Published: 18 July 2022

Sri Lanka's acting president on Monday declared a state of emergency giving him broad authority amid growing protests demanding his resignation two days before the country's lawmakers are set to elect a new president. Ranil Wickremesinghe became acting president on Friday after his predecessor, Gotabaya Rajapaksa, fled abroad and resigned after monthslong mass protests over the country's economic collapse. ()

Narendra Subramanian, Full Professor, Department of Political Science 

“The popular movement that forced the resignation of Sri Lanka’s President, Gotabaya Rajapaksa, arose in response to a serious economic crisis caused by irresponsible governance and authoritarian tendencies that increased under the rule of the Rajapaksa family for all but four of the last seventeen years. Its success in enforcing a transition and its pan-ethnic character in a country wrought by prolonged ethnic conflict are heartening.
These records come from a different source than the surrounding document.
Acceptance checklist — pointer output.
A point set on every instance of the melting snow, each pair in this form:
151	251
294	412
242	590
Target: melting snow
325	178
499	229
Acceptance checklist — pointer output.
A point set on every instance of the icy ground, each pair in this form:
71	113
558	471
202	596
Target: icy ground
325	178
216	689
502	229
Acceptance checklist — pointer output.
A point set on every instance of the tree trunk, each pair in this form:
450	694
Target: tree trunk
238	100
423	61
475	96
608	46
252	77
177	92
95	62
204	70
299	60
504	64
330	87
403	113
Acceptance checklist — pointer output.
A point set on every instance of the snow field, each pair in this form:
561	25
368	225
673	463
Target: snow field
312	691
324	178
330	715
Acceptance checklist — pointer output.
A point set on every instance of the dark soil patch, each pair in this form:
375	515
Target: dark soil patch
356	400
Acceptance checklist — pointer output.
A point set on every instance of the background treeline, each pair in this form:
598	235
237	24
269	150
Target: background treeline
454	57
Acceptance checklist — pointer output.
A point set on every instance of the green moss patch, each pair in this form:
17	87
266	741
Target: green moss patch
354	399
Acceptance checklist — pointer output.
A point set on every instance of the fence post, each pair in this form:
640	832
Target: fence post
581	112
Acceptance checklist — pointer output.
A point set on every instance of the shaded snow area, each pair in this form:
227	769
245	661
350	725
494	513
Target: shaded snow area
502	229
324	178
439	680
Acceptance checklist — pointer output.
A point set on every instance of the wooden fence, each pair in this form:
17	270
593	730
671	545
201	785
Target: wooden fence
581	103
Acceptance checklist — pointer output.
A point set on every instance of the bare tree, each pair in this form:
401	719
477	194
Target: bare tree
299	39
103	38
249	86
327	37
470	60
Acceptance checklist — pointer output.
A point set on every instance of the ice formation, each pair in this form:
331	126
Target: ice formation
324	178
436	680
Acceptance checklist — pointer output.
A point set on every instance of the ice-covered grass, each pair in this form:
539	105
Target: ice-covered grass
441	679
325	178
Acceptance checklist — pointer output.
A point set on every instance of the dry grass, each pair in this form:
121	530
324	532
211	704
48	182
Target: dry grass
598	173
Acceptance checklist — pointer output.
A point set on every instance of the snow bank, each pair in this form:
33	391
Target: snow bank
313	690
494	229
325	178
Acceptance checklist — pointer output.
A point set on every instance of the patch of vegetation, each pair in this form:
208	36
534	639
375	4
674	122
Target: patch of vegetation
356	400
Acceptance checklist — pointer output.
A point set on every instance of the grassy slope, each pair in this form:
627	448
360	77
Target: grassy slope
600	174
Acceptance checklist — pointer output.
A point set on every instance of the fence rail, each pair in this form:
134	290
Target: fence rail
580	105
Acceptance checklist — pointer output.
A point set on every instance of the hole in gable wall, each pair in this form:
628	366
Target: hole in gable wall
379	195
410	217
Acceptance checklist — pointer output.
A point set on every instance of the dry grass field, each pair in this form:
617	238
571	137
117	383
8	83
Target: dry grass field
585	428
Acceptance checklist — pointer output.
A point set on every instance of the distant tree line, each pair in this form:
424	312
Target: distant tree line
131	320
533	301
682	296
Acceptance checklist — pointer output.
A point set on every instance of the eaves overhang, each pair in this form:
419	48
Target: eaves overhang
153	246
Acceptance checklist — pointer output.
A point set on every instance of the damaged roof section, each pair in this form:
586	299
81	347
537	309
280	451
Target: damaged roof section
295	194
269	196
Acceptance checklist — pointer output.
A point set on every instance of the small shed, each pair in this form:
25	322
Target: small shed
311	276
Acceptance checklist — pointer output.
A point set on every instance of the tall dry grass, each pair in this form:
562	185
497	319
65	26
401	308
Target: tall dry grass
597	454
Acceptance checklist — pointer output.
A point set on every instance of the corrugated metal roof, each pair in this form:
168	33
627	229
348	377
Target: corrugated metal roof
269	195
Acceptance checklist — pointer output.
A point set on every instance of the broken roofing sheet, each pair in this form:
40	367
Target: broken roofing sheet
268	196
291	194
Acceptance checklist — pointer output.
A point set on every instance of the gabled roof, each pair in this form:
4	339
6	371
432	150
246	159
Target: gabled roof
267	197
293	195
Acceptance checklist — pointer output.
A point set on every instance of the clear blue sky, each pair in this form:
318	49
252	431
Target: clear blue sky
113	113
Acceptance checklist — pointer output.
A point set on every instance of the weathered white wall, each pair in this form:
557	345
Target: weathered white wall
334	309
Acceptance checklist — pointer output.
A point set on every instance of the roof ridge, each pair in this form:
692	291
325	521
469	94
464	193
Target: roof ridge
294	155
But the changes henceforth in Sri Lankan politics remain indeterminate because all the parties in parliament are associated with the current forms of barely democratic rule, the mass movement (“the struggle”) is not associated with a clear alternative governance strategy, and its influence over future policies remains uncertain.” 

Narendra Subramanian is a Full Professor and Director of Undergraduate Studies in the Department of Political Science. His research areas include comparative government and politics, identity politics, political parties and social movements.